Cette décision est difficilement compréhensible au regard de l’arrêt d’appel et des décisions de jurisprudence qui s’attachent en effet habituellement à déterminer qui de l’agent ou du mandant est à l’origine de la rupture. Relevant parfois une rupture aux torts partagés.
Espérons pour les mandants (et donc pour les producteurs, négociants et fournisseurs de la filière amont) qu’il s’agisse d’une solution guidée par les fautes ici en balance (manquements du mandant dénoncés à de multiples reprises par l’agent et justifiés ; fautes graves de l’agent découvertes par le mandant postérieurement à la rupture et jamais invoquées) et non une décision de principe.
Et puisqu’il était dit que l’agent serait gâté cette année pour les fêtes de Noël, l’indemnité de deux années de commissions lui est accordée.

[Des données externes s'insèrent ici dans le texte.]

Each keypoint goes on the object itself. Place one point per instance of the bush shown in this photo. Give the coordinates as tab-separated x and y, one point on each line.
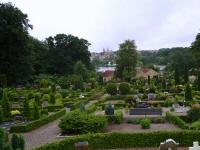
125	140
176	120
194	113
195	125
116	118
79	122
145	123
37	123
111	88
124	88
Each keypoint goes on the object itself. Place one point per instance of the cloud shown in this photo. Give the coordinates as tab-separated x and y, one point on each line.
152	24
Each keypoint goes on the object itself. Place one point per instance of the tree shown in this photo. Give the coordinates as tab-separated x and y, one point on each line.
36	113
14	53
176	75
111	88
124	88
188	92
64	51
6	104
26	111
126	60
80	69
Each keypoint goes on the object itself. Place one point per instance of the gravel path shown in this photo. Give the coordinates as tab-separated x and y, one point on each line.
43	135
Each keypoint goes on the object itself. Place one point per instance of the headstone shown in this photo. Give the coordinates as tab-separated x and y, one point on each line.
151	96
44	104
81	145
169	144
195	146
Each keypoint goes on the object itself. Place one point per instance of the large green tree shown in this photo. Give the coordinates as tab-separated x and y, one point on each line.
65	51
14	54
126	60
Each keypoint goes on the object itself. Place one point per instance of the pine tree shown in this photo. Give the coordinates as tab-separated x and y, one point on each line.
188	92
5	104
26	110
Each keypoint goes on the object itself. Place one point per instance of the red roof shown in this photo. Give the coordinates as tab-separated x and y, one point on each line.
108	73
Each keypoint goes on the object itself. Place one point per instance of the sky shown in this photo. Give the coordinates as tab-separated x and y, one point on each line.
153	24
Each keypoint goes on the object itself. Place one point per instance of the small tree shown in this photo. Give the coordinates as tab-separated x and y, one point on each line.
36	114
26	110
111	88
124	88
188	92
52	98
6	105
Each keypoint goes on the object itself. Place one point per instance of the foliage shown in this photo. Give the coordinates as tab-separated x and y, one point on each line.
125	140
124	88
188	92
37	123
176	120
36	113
111	88
194	113
145	123
79	122
126	60
15	56
116	118
6	104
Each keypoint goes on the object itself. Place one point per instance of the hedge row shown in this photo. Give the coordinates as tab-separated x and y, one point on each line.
116	118
125	140
37	123
176	120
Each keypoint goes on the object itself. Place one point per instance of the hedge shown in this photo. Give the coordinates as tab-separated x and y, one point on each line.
125	140
37	123
176	120
116	118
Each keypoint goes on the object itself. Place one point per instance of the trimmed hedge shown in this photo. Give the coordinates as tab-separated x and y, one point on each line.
116	118
125	140
176	120
37	123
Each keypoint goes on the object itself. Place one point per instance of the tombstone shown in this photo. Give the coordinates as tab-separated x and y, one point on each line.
151	96
45	104
169	144
81	145
195	146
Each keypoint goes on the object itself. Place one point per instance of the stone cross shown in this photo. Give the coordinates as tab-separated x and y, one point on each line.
195	146
169	144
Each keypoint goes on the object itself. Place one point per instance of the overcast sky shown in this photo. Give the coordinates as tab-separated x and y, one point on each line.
153	24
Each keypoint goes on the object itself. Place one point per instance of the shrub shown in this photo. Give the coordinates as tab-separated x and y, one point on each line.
78	122
116	118
125	140
145	123
37	123
195	125
124	88
194	113
176	120
111	88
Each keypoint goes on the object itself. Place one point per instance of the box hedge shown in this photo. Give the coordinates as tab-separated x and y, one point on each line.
37	123
176	120
125	140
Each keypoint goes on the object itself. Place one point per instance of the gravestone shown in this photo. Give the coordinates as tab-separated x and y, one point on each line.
81	145
45	104
169	144
151	96
195	146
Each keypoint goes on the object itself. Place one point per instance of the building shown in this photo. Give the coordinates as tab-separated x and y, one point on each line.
145	72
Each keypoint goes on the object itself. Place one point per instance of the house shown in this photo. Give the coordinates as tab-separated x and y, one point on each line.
108	75
145	72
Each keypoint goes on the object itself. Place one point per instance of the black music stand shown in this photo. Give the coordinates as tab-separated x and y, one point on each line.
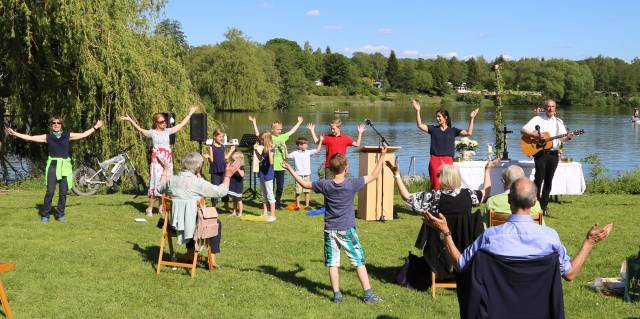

Là aussi, pourtant, les arguments du mandant pour limiter ce montant était sérieux. Celui-ci démontrait en effet que l’agent avait conservé, suite à la rupture des relations, une bonne partie de 3 sa clientèle ainsi que des commissions y afférentes. Autrement dit, il conviendrait de tenir compte du maintien d’une partie de ces commissions dès lors que l’indemnité répare la perte des commissions pour l’avenir.
La Cour de Cassation ne l’entend pas ainsi et précise au contraire qu’il « n’y a pas lieu d’en déduire [de l’indemnité] les commissions perçues par l’agent, postérieurement à la cessation du contrat, au titre de la prospection de tout ou partie de cette même clientèle pour un autre mandant ».
En pratique, cette décision doit inciter les mandants :
- à sécuriser contractuellement les contrats d’agents commerciaux au regard de l’organisation de leur distribution (canal physique/internet et plateforme) ;
- à documenter la relation et réagir sans tarder en cas de faute de l’agent ;
- à repenser l’intérêt de la clause de non-concurrence post-contractuelle qui, contrairement au statut de salarié, ne nécessite pas de contrepartie financière pour être licite.